2) West Virginia (Open D, Sen. Jay Rockefeller retiring) (Previous: 2)
Secretary of State Natalie Tennant was always playing from behind against the top GOP recruit, Rep. Shelley Moore Capito, and the president's new EPA regulations aren't doing her any favors in a coal state. Tennant has so far kept on par with Capito's fundraising, but she has a lot of ground to make up running against a popular incumbent in a state that really doesn't like President Obama.
3) Montana (D, Sen. John Walsh) (Previous: 3)
Steve Daines isn't Denny Rehberg, John Walsh isn't Jon Tester, and 2014 is looking a whole lot tougher for Democrats than 2012. That, in a nutshell, explains why Democrats aren't too optimistic about Montana despite the party's strong track record of success there. Walsh's appointment to the Senate in January gives him the benefit of incumbency — sort of — but an internal report from the U.S. Army that the then-adjutant general misused resources has put him on the defensive over his military background, which should be a major strength of his campaign. Just five months into his term, Walsh is clearly the midterm elections' most endangered incumbent.
4) Louisiana (D, Sen. Mary Landrieu) (Previous: 6)
Democrats' struggles at the end of last year, fueled by Obamacare's woes and exacerbated by big-spending conservative outside groups, hit Landrieu hard, but she has built herself back up in the past few months with emphasis on how important her energy committee chairmanship is for Louisiana and a clever ad campaign featuring her famous father. Like all of the red states Democrats are trying to protect, Landrieu wants to make the race as much about local issues as possible, forcing Louisiana energy interests to choose between a Democratic friend or their favored party.
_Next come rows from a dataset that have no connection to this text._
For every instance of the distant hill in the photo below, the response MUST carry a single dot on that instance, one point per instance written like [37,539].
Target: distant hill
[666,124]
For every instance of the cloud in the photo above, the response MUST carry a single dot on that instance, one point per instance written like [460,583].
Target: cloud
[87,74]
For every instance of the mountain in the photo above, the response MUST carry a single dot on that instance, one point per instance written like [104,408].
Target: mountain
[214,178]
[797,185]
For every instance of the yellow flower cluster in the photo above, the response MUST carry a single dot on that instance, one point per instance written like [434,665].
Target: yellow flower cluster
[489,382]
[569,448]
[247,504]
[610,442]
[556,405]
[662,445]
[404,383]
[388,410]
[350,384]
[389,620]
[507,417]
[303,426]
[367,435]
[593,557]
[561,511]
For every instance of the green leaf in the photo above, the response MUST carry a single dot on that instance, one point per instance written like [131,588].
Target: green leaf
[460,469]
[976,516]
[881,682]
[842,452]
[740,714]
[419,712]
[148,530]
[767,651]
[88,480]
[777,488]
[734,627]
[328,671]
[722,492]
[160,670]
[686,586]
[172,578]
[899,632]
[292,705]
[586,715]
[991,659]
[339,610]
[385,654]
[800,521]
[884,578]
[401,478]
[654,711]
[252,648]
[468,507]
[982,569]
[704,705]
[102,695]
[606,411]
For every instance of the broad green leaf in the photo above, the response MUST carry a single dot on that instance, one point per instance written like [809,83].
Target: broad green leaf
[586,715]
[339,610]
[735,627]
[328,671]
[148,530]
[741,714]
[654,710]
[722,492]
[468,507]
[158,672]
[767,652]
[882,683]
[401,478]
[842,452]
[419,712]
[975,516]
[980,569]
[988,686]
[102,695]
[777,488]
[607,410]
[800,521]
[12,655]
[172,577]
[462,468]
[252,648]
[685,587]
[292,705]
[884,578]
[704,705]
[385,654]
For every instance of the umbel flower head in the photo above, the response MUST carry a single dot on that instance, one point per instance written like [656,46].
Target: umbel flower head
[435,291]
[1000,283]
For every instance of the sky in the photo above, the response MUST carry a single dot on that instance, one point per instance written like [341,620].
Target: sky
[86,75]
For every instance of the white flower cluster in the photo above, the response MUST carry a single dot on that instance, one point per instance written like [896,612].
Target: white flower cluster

If Landrieu can't win outright with a majority in November and the race goes to a December runoff with control of the Senate on the line, staying local could get difficult.
5) North Carolina (D, Sen. Kay Hagan) (Previous: 5)
After being an early target of historic spending from Americans for Prosperity, Sen. Kay Hagan finally has some groups (EMILY's List, Planned Parenthood) coming to her defense. Voters in North Carolina don't like national Democrats, especially President Obama, right now — but they are also sour on state Republicans. Hagan's opponent, state House Speaker Thom Tillis, has been pulled away from the race to finish out a contentious legislative session, which prompted protests outside the capitol and even in his personal office. Tillis is also tied to unpopular cuts to education funding and a controversial state budget. Still, Hagan hasn't seen a noticeable bump in available polling since the advertising evened out.